Анархисты шли за ним, поплевывая семечки.

— Дурит старикашка. Цену себе набивает. Не на таких напал...

В зале ожидания вокзала Кропоткин встал на лавку и заговорил с вокзальной публикой, как говорят люди сами с собой:

— Я глубоко верю в образование безначального коммунистического общества. Верю в организацию коммунистических общин в крестьянстве. А сейчас России надо лечь костьми, но — никакого братания с гуннами и вандалами... Где же слава Плевны?

Мимо него таскали мешки спекулянты и перли на перроны дезертиры с винтовками визжали бабы... Плевать на Плевну!

3
Балтика своим крылом задела и солнечный Севастополь. Большевики-балтийцы переломили черноморцев на митингах — в их же базах! Черноморский флот развернулся на борьбу с контрреволюцией, и пришел последний час Колчака. По каютам эскадр гремели выстрелы — не убивали, нет, это офицеры сами кончали с собой.

В этот последний свой час Колчак сбросил маску демократа. На флагмане «Георгий Победоносец», вокруг которого собралась эскадра, покраснев от натуги, Колчак кричал в мегафон:

— Вы не свободные граждане, а бунтующие рабы. Вас не вразумить словами — вас надо стрелять как собак!

Эскадра ревела:

— За борт его! Эй, на «Георгии», — хватайте за ноги...

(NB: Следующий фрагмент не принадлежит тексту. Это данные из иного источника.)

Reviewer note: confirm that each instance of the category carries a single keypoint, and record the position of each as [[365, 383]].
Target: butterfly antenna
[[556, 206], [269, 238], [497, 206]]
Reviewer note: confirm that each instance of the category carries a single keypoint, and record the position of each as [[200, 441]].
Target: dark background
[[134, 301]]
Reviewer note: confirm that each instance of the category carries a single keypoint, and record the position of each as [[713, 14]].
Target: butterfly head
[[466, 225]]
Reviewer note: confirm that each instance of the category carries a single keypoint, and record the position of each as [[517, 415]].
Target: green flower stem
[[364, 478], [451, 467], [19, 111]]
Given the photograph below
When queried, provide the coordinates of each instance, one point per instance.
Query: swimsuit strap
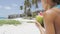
(57, 6)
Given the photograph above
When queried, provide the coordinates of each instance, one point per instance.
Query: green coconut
(40, 20)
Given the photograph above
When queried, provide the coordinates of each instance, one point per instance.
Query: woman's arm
(49, 17)
(42, 30)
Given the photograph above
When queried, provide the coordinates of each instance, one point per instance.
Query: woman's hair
(56, 1)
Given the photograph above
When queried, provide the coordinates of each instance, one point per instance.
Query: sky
(8, 7)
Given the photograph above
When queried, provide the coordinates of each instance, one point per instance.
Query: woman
(51, 17)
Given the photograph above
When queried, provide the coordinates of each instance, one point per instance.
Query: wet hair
(56, 1)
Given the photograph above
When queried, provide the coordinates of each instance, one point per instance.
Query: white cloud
(14, 5)
(7, 7)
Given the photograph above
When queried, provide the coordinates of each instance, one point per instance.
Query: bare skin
(51, 20)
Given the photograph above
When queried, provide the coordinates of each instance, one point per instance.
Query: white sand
(24, 28)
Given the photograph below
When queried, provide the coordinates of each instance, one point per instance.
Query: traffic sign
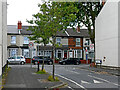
(31, 44)
(92, 47)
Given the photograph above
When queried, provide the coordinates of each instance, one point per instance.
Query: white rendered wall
(107, 34)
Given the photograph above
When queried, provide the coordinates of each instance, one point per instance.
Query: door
(65, 55)
(18, 59)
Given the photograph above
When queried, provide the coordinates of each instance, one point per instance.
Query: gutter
(67, 33)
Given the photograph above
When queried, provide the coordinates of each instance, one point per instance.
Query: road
(79, 78)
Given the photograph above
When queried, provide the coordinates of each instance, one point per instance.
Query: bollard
(38, 66)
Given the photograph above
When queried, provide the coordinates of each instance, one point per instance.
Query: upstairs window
(58, 41)
(13, 39)
(87, 42)
(78, 42)
(26, 40)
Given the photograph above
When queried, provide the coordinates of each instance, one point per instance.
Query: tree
(39, 31)
(51, 18)
(88, 11)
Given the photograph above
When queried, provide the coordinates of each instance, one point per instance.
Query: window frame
(78, 42)
(12, 40)
(27, 40)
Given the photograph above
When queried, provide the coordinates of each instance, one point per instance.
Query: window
(58, 41)
(87, 42)
(13, 39)
(77, 41)
(79, 53)
(18, 57)
(26, 40)
(25, 52)
(13, 52)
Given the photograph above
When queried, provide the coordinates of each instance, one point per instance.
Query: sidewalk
(101, 69)
(25, 77)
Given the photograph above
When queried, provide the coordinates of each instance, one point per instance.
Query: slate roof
(12, 29)
(24, 31)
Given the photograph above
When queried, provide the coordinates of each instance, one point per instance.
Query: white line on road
(73, 71)
(70, 88)
(104, 80)
(71, 81)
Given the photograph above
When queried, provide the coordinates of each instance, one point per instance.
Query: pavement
(22, 78)
(102, 69)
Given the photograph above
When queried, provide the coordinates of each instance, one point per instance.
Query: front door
(65, 55)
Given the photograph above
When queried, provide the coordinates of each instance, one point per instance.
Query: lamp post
(86, 52)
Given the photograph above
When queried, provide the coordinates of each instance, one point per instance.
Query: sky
(20, 10)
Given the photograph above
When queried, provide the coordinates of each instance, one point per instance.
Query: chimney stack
(19, 26)
(78, 29)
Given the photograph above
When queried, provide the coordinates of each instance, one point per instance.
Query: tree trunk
(54, 41)
(43, 58)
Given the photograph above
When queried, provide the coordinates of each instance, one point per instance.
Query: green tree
(40, 31)
(51, 18)
(88, 11)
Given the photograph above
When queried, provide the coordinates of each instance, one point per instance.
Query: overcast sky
(21, 10)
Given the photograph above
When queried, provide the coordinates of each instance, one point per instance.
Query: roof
(12, 29)
(24, 31)
(73, 33)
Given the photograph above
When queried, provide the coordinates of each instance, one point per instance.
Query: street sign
(92, 47)
(31, 45)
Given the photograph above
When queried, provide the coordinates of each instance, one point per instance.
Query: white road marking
(73, 71)
(104, 80)
(71, 81)
(95, 81)
(84, 82)
(70, 88)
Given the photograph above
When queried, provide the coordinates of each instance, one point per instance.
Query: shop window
(78, 42)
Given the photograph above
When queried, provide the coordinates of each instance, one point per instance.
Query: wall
(0, 37)
(4, 31)
(107, 34)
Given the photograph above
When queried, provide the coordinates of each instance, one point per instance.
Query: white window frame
(13, 40)
(27, 40)
(13, 49)
(78, 41)
(58, 42)
(23, 52)
(78, 53)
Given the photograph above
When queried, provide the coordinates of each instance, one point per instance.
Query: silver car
(17, 59)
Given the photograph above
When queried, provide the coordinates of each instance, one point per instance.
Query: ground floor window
(25, 53)
(45, 53)
(13, 52)
(59, 54)
(79, 53)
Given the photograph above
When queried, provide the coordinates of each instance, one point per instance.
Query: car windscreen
(36, 57)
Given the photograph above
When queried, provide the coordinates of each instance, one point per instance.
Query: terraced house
(73, 43)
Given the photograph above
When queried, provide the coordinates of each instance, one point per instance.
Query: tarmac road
(78, 78)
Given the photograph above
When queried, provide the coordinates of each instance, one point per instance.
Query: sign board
(31, 45)
(92, 47)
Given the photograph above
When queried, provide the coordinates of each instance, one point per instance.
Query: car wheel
(22, 63)
(35, 63)
(77, 63)
(64, 63)
(50, 63)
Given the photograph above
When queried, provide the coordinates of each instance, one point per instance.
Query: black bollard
(38, 66)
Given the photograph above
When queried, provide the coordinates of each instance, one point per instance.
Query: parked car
(16, 59)
(47, 60)
(70, 61)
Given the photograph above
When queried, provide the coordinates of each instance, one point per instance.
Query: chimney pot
(78, 29)
(19, 25)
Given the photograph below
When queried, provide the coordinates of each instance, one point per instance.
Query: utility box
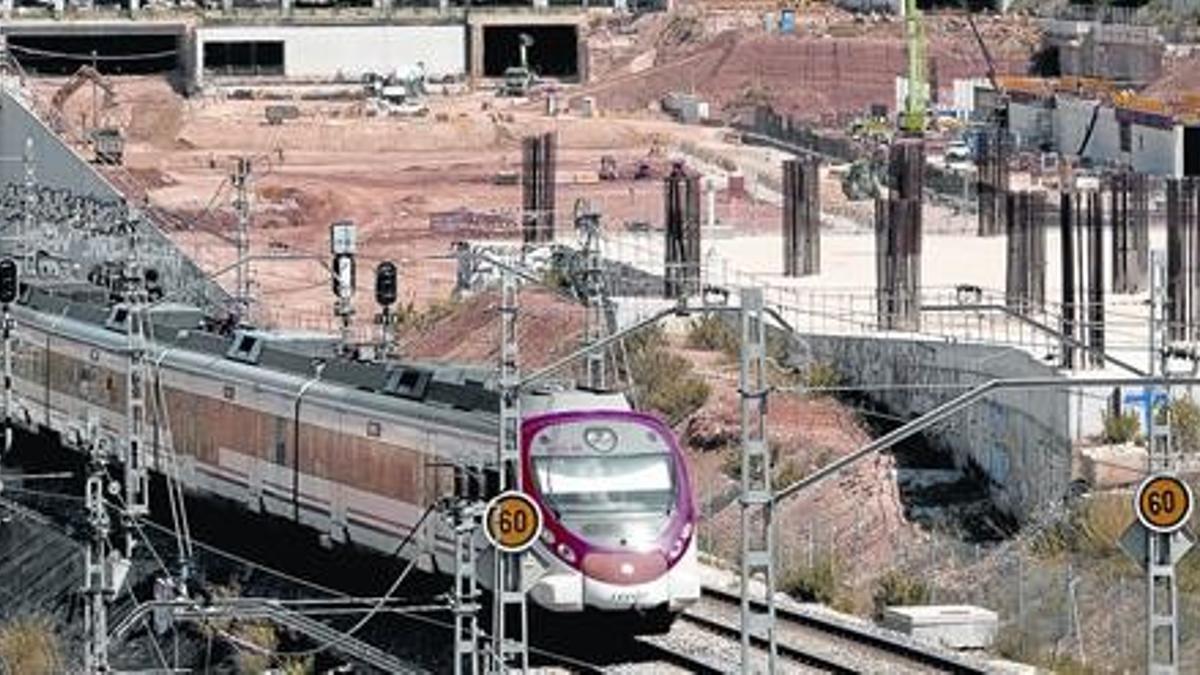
(954, 626)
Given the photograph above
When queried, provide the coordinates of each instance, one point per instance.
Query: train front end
(619, 517)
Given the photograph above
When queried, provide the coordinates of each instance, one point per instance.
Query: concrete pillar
(477, 53)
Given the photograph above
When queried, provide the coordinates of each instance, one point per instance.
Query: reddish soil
(856, 515)
(835, 64)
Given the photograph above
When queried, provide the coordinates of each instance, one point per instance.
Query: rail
(886, 644)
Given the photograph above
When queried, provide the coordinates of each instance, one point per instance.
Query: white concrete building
(327, 53)
(1156, 143)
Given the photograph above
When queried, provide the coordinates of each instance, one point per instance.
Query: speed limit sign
(1163, 502)
(513, 521)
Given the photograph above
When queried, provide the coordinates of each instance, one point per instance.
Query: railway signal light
(9, 284)
(385, 284)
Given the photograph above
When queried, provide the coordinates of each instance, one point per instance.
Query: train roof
(186, 327)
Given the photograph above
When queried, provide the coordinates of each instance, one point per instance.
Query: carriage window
(281, 441)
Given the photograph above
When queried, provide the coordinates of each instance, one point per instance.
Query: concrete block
(954, 626)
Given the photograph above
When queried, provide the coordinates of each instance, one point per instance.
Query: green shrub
(713, 334)
(665, 381)
(817, 583)
(30, 645)
(1099, 521)
(1121, 428)
(787, 472)
(899, 589)
(1185, 419)
(262, 635)
(1093, 527)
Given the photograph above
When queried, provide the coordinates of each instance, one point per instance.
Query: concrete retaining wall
(58, 166)
(1020, 440)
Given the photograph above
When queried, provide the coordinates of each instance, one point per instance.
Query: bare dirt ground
(387, 174)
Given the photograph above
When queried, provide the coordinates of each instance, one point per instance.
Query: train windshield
(631, 484)
(611, 482)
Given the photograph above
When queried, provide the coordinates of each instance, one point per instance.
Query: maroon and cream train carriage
(359, 451)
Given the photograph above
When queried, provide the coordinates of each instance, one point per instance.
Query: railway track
(808, 641)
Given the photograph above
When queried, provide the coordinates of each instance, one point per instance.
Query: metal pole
(97, 583)
(509, 652)
(1162, 601)
(465, 603)
(7, 376)
(241, 204)
(757, 545)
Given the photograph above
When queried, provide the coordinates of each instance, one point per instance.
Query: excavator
(107, 142)
(863, 179)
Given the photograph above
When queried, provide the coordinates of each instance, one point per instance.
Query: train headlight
(600, 438)
(565, 553)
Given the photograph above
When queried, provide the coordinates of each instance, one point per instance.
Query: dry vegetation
(29, 645)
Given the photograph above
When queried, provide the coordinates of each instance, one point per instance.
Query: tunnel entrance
(555, 51)
(244, 58)
(114, 54)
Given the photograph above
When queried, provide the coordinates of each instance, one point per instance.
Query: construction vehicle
(279, 114)
(912, 120)
(643, 171)
(607, 168)
(107, 142)
(396, 95)
(519, 79)
(108, 145)
(81, 77)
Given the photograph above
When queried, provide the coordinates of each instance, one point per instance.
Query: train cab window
(407, 383)
(118, 318)
(245, 348)
(281, 441)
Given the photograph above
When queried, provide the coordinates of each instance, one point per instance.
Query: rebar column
(1025, 264)
(1181, 243)
(1093, 231)
(538, 187)
(1067, 250)
(682, 226)
(802, 217)
(1129, 216)
(993, 183)
(898, 233)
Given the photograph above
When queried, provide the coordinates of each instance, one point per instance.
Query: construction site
(685, 336)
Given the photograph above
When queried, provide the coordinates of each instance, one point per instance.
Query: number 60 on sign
(1163, 502)
(513, 521)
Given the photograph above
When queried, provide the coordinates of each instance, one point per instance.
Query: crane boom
(917, 97)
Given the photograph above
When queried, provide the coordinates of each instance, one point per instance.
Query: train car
(360, 452)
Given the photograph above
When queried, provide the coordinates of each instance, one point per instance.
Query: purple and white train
(358, 451)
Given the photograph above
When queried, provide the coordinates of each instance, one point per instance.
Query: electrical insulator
(9, 285)
(385, 284)
(343, 275)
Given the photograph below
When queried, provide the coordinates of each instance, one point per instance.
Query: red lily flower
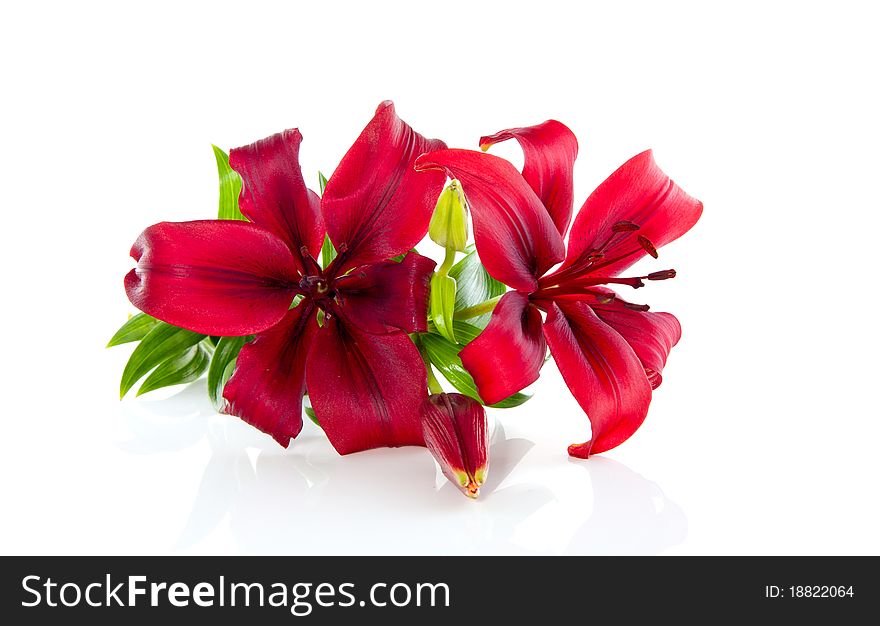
(610, 352)
(456, 433)
(220, 277)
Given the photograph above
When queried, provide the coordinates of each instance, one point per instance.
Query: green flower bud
(448, 227)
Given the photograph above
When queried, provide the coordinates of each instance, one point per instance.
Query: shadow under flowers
(308, 500)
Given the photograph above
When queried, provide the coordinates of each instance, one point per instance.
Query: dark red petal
(387, 296)
(507, 356)
(267, 387)
(514, 234)
(366, 389)
(638, 192)
(651, 335)
(455, 431)
(549, 150)
(603, 373)
(215, 277)
(375, 205)
(274, 194)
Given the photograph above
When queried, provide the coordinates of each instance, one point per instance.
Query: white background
(764, 435)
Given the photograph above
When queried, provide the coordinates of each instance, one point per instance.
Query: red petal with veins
(365, 388)
(375, 205)
(516, 238)
(455, 431)
(269, 382)
(274, 194)
(651, 335)
(217, 277)
(549, 150)
(602, 371)
(387, 296)
(507, 356)
(638, 192)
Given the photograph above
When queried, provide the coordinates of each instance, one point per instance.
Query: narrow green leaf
(222, 366)
(328, 252)
(162, 343)
(442, 304)
(185, 368)
(474, 285)
(310, 412)
(134, 329)
(400, 257)
(443, 354)
(230, 188)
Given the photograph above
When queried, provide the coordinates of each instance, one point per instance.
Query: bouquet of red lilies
(292, 295)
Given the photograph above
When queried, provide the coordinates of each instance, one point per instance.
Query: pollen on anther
(661, 275)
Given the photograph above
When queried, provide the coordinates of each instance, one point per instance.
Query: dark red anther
(647, 246)
(661, 275)
(624, 226)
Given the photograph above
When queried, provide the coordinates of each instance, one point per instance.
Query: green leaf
(400, 257)
(310, 412)
(443, 354)
(328, 252)
(230, 188)
(442, 305)
(185, 368)
(162, 343)
(134, 329)
(222, 366)
(474, 285)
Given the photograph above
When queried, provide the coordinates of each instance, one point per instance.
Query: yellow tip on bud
(448, 227)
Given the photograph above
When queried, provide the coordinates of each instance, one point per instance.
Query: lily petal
(455, 431)
(274, 194)
(387, 296)
(508, 355)
(651, 335)
(602, 371)
(215, 277)
(513, 232)
(269, 381)
(640, 193)
(366, 388)
(550, 150)
(375, 206)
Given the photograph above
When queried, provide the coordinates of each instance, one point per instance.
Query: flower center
(580, 278)
(314, 285)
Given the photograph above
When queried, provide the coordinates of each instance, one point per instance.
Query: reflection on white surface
(254, 497)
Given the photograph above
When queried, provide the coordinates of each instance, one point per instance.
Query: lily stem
(448, 262)
(477, 310)
(433, 384)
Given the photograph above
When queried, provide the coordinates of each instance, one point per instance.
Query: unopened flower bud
(448, 227)
(455, 430)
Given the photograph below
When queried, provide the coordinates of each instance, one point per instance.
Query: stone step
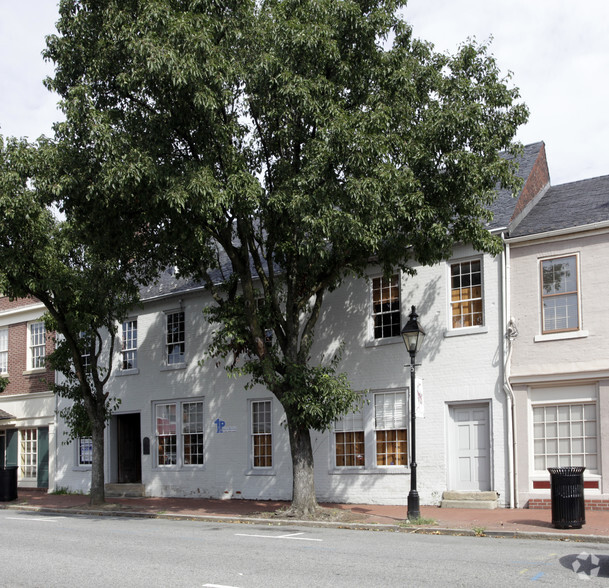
(125, 490)
(484, 500)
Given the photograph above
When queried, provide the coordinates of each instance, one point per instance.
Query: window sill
(178, 468)
(385, 341)
(561, 336)
(34, 372)
(389, 470)
(129, 372)
(173, 367)
(465, 331)
(260, 472)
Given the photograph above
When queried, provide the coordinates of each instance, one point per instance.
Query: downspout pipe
(510, 333)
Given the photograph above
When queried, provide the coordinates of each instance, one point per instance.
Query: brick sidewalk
(502, 520)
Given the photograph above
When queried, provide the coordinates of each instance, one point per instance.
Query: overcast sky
(557, 50)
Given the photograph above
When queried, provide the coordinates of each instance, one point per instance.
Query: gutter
(510, 333)
(565, 232)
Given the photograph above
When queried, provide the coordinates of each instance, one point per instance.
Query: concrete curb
(232, 519)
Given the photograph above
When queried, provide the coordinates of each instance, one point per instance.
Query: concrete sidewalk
(500, 522)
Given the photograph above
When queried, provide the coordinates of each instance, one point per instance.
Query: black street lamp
(413, 335)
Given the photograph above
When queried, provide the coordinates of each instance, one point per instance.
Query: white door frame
(452, 449)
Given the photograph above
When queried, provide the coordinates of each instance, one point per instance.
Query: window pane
(37, 345)
(350, 449)
(386, 307)
(262, 440)
(175, 338)
(466, 294)
(85, 451)
(192, 433)
(391, 448)
(129, 345)
(3, 351)
(571, 441)
(559, 294)
(166, 428)
(28, 452)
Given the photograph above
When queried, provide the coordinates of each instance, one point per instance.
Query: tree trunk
(304, 500)
(97, 467)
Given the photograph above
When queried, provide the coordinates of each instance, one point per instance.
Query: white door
(469, 450)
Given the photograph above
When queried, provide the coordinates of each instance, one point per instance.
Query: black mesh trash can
(8, 483)
(567, 487)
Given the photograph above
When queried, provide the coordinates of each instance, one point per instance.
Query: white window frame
(577, 293)
(180, 433)
(368, 416)
(129, 345)
(397, 422)
(344, 433)
(175, 338)
(84, 447)
(256, 433)
(555, 439)
(453, 330)
(394, 337)
(28, 453)
(4, 350)
(34, 346)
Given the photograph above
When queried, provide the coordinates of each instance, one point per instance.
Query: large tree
(85, 295)
(280, 145)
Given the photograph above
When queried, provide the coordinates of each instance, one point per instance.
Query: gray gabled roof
(566, 206)
(503, 206)
(168, 284)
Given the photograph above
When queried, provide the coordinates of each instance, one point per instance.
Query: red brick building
(27, 402)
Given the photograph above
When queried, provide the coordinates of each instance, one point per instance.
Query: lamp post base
(414, 511)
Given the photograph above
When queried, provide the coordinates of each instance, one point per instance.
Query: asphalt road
(50, 550)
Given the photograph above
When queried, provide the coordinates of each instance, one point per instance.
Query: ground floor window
(349, 441)
(179, 433)
(85, 451)
(28, 452)
(565, 435)
(262, 434)
(376, 435)
(390, 426)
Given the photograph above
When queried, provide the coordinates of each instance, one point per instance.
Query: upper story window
(4, 351)
(466, 294)
(129, 345)
(386, 306)
(559, 294)
(37, 345)
(175, 346)
(86, 356)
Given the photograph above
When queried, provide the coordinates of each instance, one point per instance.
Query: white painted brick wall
(453, 369)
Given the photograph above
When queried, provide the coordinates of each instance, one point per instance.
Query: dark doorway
(129, 450)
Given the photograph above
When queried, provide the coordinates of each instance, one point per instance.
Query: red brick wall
(537, 180)
(20, 383)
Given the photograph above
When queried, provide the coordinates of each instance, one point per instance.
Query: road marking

Флаг Колчака дрогнул, сползая вниз по мачте броненосца.

— Сдать оружие, — приказали ему.

Колчак выхватил свою саблю, сломал ее на колене и обломки вышвырнул за борт. Сбежав с мостика, прыгнул под капот катера, и мотор сразу заторкал, быстро доставив его на Графскую пристань. Придя домой, он сказал жене:

— Соня, моя карьера сегодня кончилась навсегда.

— Нет, — ответила жена. — Ты посмотри, что пишут о тебе в газетах: тебя прочат в диктаторы всей России...

В дверь постучали, и (как в сказке) появился долговязый американский адмирал Глэнон, прибывший в Севастополь с миссией.

— Мы прибыли, чтобы учиться у вас. Америка — страна богатых возможностей, и она сумеет расплатиться с вами...

Колчак был очень сдержанным человеком, но иногда он взрывался, как бешеный огурец, и тогда сам себя не помнил:

— Убирайтесь к чертовой матери... все, все, все!

Вечером Колчак уже покинул Севастополь, и едва исчезли окраины города, как в купе к нему просунулась голова Глэнона.

— Адмирал, — сказал он, — Штаты нуждаются в таких людях, как вы. Поверьте, здесь вы уже никому не нужны, а в Америке...

— Закройте дверь. Я устал, — ответил ему Колчак.

— Чего он хочет от тебя, Саня? — спросила жена.

Колчак открыл окно. Бурный поток воздуха ворвался в купе, и запахло степью — мятой, чебрецом и навозом.

— Американцам нужны наши секреты минного дела. Ты же знаешь, что в этом вопросе мы, русские, обскакали флоты всего мира. За океаном — детские игрушки, а не минные постановки...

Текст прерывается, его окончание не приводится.